The comparisons everyone reads rank tools on SWE-bench scores, token limits and monthly price. Those numbers move so fast they're stale in weeks — Devin killed its $500 plan, Cursor shipped eight parallel agents, Claude Code made its million-token context free, Copilot moved to usage credits, all in one quarter. Optimizing your choice on a leaderboard is optimizing the axis that changes fastest and matters least once you're past a prototype. The axis that actually decides whether AI coding works in your company isn't how smart the model is. It's what stands between the model's output and your production branch.

  • Benchmark rankings shuffle every few weeks; your governance needs don't.
  • A bigger context window writes more code per turn — and more code to verify per turn.
  • Pricing tiers churn quarterly; the question of who reviews the output is permanent.
the gap

Every tool stops at 'here's the code.' Then it's your problem.

Watch where each tool's responsibility ends. It ends the moment the diff appears. After that, it's on a human to read it, judge the abstraction, catch the security hole, decide if it's maintainable, and merge it. With one developer that's fine. Multiply it across a team shipping AI-generated code all day and you get the now-familiar enterprise mess: code nobody fully reviewed, debt nobody chose, 'why is the pipeline red?', software that works until it doesn't and that no one can confidently change. This is the vibe-coding trap, and no faster generator fixes it — a faster generator makes the unreviewed pile grow faster. The missing piece isn't a better model. It's a structure that verifies output before it ships.

  • Generation got cheap; review, judgement and accountability didn't.
  • More autonomy without more verification just ships unreviewed code with confidence.
  • The bottleneck moved from writing code to trusting it — no IDE plug-in closes that.
the missing layer

The Digital Native Method is the chassis the tools lack.

The fix is a method, not another model. A Product Owner describes the intention directly on the live product — this flow is broken, this should feel faster, add this. A Tech Lead encodes the rules once: architecture, conventions, security boundaries, your company's standards. Agents implement inside those rules, and deterministic gates — lint, types, tests, security scan — run on every change before anything can reach production, through your own GitHub. The agents underneath can be any of the tools above; what changes is that nothing ships unverified. You compare coding tools on how they generate. The method governs what they ship. That's the layer the comparison charts leave out.

  • Intention is described on the product, not buried in a ticket full of specs.
  • Rules are encoded once by a Tech Lead — every agent boots inside them.
  • Lint, types, tests and security gate every change: green or it doesn't land.
  • Everything flows through your existing GitHub, on your existing AI plan.
the software

Agentation is the software that runs the method.
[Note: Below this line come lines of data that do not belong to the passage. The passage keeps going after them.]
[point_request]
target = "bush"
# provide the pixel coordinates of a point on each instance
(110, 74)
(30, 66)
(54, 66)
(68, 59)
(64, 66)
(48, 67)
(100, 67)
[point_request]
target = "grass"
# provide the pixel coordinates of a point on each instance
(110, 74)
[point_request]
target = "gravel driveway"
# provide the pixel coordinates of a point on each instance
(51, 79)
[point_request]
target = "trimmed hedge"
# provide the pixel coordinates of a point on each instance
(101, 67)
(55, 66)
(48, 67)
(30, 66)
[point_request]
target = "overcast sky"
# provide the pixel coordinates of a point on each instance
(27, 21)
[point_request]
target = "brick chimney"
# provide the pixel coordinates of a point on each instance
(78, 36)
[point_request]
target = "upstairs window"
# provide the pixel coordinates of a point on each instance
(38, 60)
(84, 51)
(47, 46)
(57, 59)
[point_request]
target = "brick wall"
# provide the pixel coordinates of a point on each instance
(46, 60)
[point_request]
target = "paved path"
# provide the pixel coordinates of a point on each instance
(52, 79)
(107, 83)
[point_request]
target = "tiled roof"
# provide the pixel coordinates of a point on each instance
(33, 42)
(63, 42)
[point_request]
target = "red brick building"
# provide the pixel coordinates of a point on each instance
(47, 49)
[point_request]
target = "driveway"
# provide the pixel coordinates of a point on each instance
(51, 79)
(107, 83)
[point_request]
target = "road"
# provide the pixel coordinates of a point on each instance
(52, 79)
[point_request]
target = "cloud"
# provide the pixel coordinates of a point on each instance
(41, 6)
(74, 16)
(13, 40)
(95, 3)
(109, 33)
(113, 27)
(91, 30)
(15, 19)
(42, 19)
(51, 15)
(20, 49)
A method needs a tool to make it real, the way agile needed an issue tracker. Agentation is that tool. You point at your live product and describe outcomes; it dispatches agents into isolated worktrees, runs your Tech Lead's encoded rules, gates every diff through deterministic checks, and only then opens the change in your GitHub. It's not a competitor to Cursor or Claude Code — it's the orchestration layer that sits above them and makes their raw output safe to ship at team scale. The model writes; Agentation verifies and governs.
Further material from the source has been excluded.